Poderia muito bem ser confundido com outros Antônios, comuns pelas periferias de Belém, mas não é o caso. Reside nele a benção de uma existência regida pela palavra, um superpoder que, como o dos seres míticos e encantados da Amazônia, ele cultiva desde pequeno: quando criança foi exposto à radiação da poesia, ainda na localidade de Cajary, no Afuá, no Marajó, e desde então ganhou outra forma, outra voz, outra força, outra grandeza.

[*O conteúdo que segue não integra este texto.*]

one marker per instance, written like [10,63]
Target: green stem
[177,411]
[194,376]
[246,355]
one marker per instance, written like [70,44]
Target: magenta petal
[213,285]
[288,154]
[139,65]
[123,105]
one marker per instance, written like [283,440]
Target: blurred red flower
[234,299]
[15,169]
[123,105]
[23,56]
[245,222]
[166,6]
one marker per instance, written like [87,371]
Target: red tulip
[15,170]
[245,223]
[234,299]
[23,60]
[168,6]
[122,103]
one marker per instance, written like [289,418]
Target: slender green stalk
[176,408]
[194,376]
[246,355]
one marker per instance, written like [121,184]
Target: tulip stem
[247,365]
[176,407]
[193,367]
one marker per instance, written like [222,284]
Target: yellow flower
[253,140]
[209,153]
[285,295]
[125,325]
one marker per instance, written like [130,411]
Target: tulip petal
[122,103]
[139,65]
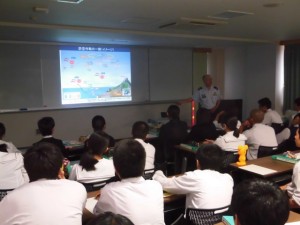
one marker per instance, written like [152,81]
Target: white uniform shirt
[259,134]
[138,199]
[230,143]
[293,188]
[12,171]
[271,116]
[10,147]
[207,98]
[204,189]
[104,170]
[150,153]
[44,202]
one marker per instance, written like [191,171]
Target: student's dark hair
[96,145]
[98,123]
[265,102]
[203,116]
[109,218]
[231,123]
[129,158]
[2,130]
[43,160]
[259,202]
[46,125]
[297,101]
[173,112]
[3,148]
[210,156]
[140,129]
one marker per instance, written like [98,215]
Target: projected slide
[94,74]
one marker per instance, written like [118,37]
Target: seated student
[205,187]
[109,218]
[13,173]
[232,139]
[172,133]
[92,166]
[99,125]
[10,146]
[270,116]
[259,202]
[48,198]
[204,128]
[138,199]
[293,188]
[46,127]
[139,132]
[259,134]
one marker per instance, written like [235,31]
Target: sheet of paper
[258,169]
[90,204]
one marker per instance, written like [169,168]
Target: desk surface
[293,217]
[267,162]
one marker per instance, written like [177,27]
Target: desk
[174,205]
[282,170]
[293,217]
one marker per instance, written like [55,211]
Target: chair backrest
[95,186]
[264,151]
[4,192]
[205,216]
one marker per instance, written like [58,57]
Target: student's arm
[178,185]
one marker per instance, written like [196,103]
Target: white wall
[72,123]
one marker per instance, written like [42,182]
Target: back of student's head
[129,158]
[109,218]
[265,102]
[96,145]
[260,202]
[231,124]
[173,112]
[43,160]
[203,116]
[2,130]
[46,125]
[98,123]
[140,129]
[210,156]
[256,116]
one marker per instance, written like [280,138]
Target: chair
[264,151]
[95,186]
[4,192]
[205,216]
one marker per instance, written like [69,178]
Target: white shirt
[12,171]
[230,143]
[44,202]
[104,170]
[138,199]
[259,134]
[293,188]
[10,147]
[204,189]
[271,116]
[150,153]
[207,97]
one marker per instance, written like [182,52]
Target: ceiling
[186,23]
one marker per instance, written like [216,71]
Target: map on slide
[95,74]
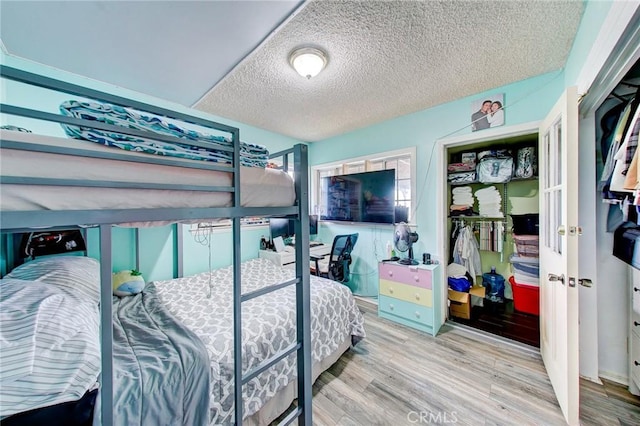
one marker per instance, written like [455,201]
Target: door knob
[585,282]
[554,277]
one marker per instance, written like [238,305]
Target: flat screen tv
[360,197]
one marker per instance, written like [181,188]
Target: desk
[287,259]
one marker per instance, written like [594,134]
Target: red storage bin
[526,298]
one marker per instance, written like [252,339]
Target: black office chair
[336,267]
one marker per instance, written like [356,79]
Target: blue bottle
[494,285]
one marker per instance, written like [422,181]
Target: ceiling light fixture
[308,61]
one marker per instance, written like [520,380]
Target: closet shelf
[478,217]
[490,183]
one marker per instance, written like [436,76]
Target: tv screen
[360,197]
[281,228]
[313,224]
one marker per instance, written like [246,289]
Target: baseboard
[613,377]
[489,336]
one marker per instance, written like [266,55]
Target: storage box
[527,245]
[526,298]
[460,303]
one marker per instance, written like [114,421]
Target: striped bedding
[251,155]
[50,350]
[49,346]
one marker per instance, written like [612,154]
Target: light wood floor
[398,376]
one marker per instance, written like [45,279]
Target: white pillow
[77,275]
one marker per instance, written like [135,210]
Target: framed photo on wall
[487,112]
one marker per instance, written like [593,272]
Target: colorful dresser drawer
[406,313]
[409,293]
[407,274]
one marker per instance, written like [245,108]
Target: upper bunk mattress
[258,187]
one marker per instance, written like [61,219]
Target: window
[403,162]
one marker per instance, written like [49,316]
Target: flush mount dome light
[308,61]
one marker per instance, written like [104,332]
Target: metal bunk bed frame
[25,221]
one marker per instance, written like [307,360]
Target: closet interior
[617,159]
[492,225]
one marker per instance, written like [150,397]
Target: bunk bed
[53,183]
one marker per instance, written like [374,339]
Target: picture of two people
[487,112]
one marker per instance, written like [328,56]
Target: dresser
[411,295]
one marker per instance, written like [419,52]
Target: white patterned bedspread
[269,326]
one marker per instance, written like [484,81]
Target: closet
[617,122]
[492,222]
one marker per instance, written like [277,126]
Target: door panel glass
[547,151]
[558,217]
[558,146]
[547,222]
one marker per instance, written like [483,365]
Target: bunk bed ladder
[302,345]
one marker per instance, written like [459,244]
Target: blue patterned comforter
[251,155]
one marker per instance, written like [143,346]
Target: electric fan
[403,239]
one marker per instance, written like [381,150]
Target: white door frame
[442,210]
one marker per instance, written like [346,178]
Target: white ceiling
[230,58]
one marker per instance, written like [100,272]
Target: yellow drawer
[409,293]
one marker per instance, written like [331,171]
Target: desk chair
[336,267]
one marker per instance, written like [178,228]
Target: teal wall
[592,18]
[156,244]
[525,101]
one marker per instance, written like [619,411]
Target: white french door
[559,243]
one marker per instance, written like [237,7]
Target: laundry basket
[526,298]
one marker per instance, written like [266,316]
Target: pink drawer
[411,275]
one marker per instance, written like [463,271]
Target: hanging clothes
[624,156]
[466,252]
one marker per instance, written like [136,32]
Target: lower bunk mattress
[259,187]
[173,343]
[204,303]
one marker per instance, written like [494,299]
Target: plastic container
[494,284]
[527,245]
[528,269]
[526,298]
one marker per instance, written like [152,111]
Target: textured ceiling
[174,50]
[386,58]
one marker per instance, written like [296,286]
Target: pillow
[127,283]
[77,275]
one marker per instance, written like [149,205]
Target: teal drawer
[410,314]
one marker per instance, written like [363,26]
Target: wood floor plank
[400,376]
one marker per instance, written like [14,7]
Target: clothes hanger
[621,97]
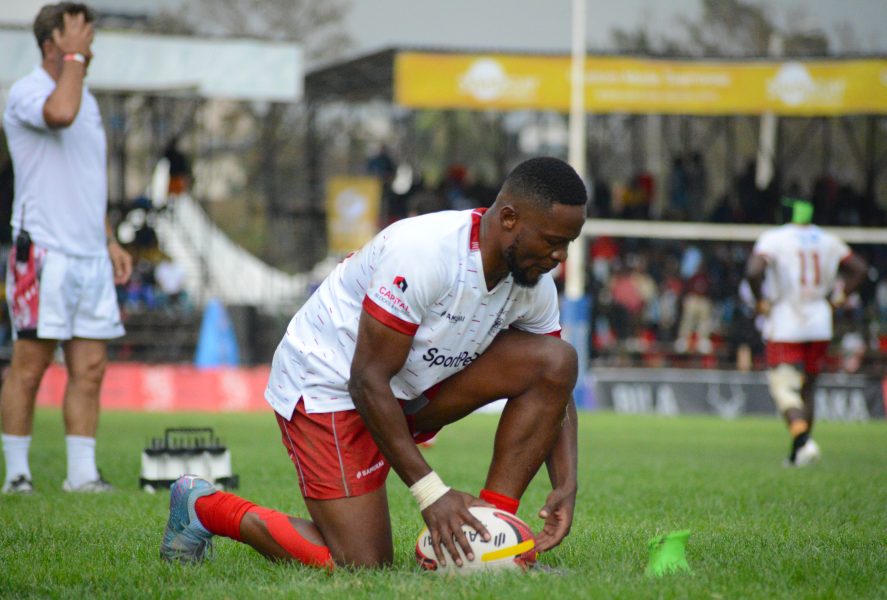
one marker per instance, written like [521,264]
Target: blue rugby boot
[185,540]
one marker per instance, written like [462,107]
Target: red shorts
[335,454]
[809,354]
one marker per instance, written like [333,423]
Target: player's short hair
[52,16]
[546,181]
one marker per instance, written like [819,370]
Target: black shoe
[19,485]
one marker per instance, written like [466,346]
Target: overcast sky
[542,25]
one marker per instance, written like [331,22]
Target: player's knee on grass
[786,382]
[558,363]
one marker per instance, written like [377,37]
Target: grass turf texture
[759,530]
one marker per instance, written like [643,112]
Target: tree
[727,28]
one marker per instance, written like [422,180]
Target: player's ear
[508,217]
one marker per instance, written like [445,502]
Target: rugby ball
[511,546]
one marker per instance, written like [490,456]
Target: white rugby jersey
[60,174]
[802,266]
[423,277]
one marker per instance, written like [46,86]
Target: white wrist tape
[428,490]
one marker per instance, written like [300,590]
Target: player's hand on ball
[445,519]
[558,515]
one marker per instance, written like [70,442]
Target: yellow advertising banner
[352,208]
[638,85]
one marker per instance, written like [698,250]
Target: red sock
[292,541]
[221,513]
[500,501]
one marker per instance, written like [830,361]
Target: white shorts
[56,296]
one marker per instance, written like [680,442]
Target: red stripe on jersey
[556,333]
[386,318]
[476,214]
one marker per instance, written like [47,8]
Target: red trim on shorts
[387,319]
[334,453]
[809,354]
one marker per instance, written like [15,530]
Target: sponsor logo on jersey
[372,469]
[390,297]
[435,358]
[452,318]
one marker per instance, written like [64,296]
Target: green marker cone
[667,554]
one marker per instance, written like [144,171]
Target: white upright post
[767,139]
[575,303]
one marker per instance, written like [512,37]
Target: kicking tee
[802,267]
[422,277]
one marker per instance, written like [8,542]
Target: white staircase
[216,267]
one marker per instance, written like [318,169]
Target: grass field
[758,530]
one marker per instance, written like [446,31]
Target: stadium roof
[134,62]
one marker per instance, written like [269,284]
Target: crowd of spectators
[684,303]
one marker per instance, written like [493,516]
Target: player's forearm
[384,418]
[563,459]
[63,104]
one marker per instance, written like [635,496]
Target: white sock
[15,451]
[81,460]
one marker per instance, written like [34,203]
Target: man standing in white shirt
[65,263]
[435,317]
[802,264]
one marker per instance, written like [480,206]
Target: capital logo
[486,80]
[793,84]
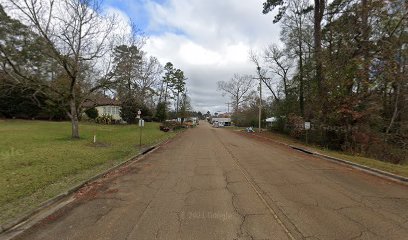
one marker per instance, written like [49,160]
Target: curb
[369,170]
[20,220]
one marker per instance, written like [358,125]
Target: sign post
[141,125]
[307,128]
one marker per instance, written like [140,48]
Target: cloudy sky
[209,40]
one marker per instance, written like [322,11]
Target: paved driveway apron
[212,183]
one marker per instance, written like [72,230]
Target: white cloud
[209,40]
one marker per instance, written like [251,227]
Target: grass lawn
[399,169]
[38,160]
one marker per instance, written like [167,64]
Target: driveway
[210,183]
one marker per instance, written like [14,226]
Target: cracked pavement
[217,184]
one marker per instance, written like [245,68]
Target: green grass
[399,169]
[38,160]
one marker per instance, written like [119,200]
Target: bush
[161,113]
[105,119]
[129,111]
[92,113]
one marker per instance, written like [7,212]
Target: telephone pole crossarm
[260,97]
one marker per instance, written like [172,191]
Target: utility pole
[228,103]
[260,97]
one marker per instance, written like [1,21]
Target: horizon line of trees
[342,66]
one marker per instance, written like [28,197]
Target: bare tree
[269,82]
[237,88]
[76,35]
[149,76]
[279,64]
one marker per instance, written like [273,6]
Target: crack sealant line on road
[372,171]
[58,202]
[250,181]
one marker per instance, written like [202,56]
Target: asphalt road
[212,183]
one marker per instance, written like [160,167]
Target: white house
[222,121]
[106,106]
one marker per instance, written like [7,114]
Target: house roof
[101,101]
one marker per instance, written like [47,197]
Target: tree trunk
[395,112]
[301,97]
[73,114]
[365,48]
[318,16]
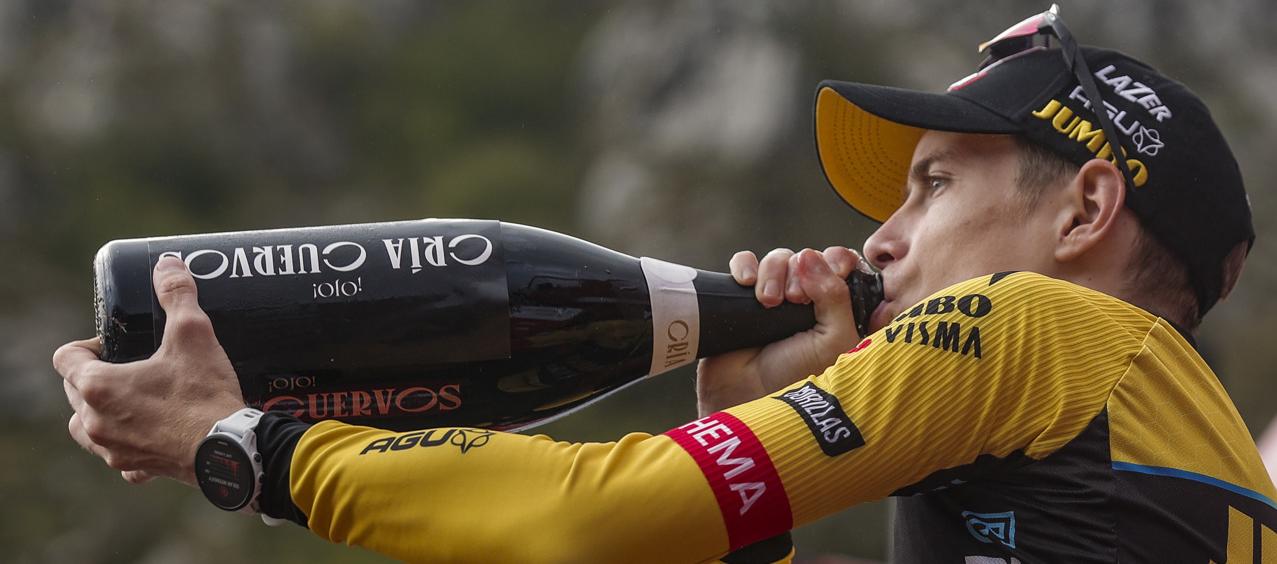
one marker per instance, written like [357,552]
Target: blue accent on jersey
[1194,476]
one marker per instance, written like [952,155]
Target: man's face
[962,217]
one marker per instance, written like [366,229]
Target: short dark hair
[1155,271]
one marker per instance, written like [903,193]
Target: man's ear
[1095,200]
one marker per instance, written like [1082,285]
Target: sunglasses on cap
[1022,38]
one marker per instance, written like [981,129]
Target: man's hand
[146,419]
[806,277]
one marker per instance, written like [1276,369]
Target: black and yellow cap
[1188,189]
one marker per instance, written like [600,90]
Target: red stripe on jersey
[740,471]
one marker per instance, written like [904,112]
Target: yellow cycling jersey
[1018,417]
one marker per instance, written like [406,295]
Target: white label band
[676,317]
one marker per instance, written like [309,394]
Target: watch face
[224,472]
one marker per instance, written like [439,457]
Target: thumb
[174,286]
[175,289]
[137,476]
[829,295]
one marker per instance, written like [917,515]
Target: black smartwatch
[227,465]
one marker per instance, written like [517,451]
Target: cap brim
[866,135]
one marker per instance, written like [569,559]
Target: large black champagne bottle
[439,322]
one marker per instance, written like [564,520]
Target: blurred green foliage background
[680,130]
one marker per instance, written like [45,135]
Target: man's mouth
[880,317]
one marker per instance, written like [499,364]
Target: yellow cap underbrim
[865,157]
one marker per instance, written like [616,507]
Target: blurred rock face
[672,87]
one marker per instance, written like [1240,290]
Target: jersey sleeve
[989,368]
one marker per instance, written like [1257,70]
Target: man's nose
[886,245]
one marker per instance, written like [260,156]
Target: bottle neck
[699,314]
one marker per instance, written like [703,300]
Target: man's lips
[880,317]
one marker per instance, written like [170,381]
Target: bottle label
[676,317]
[396,294]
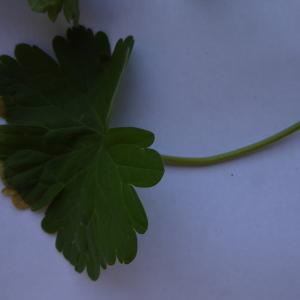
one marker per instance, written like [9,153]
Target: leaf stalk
[230,155]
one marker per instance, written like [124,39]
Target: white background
[206,76]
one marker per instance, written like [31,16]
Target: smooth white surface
[206,76]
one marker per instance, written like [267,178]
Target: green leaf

O professor, ex-açougueiro, declamador, poeta e patrimônio cultural vivo pode tranquilamente ser classificado como o primeiro escritor interespécie da história do Brasil (pelo menos até onde sabemos): de humano se tornou “O boto”. Ou “filho do boto”, como ele também gosta de se identificar. De roupa branca, chapéu na cabeça, amuletos e uma profusão infinita de versos, nas noites de lua cheia (ou em qualquer outra fase lunar e até mesmo de dia), ele seduz, metade-lenda, metade-homem, com a arma secreta do poema, no ágil ritmo das trovas.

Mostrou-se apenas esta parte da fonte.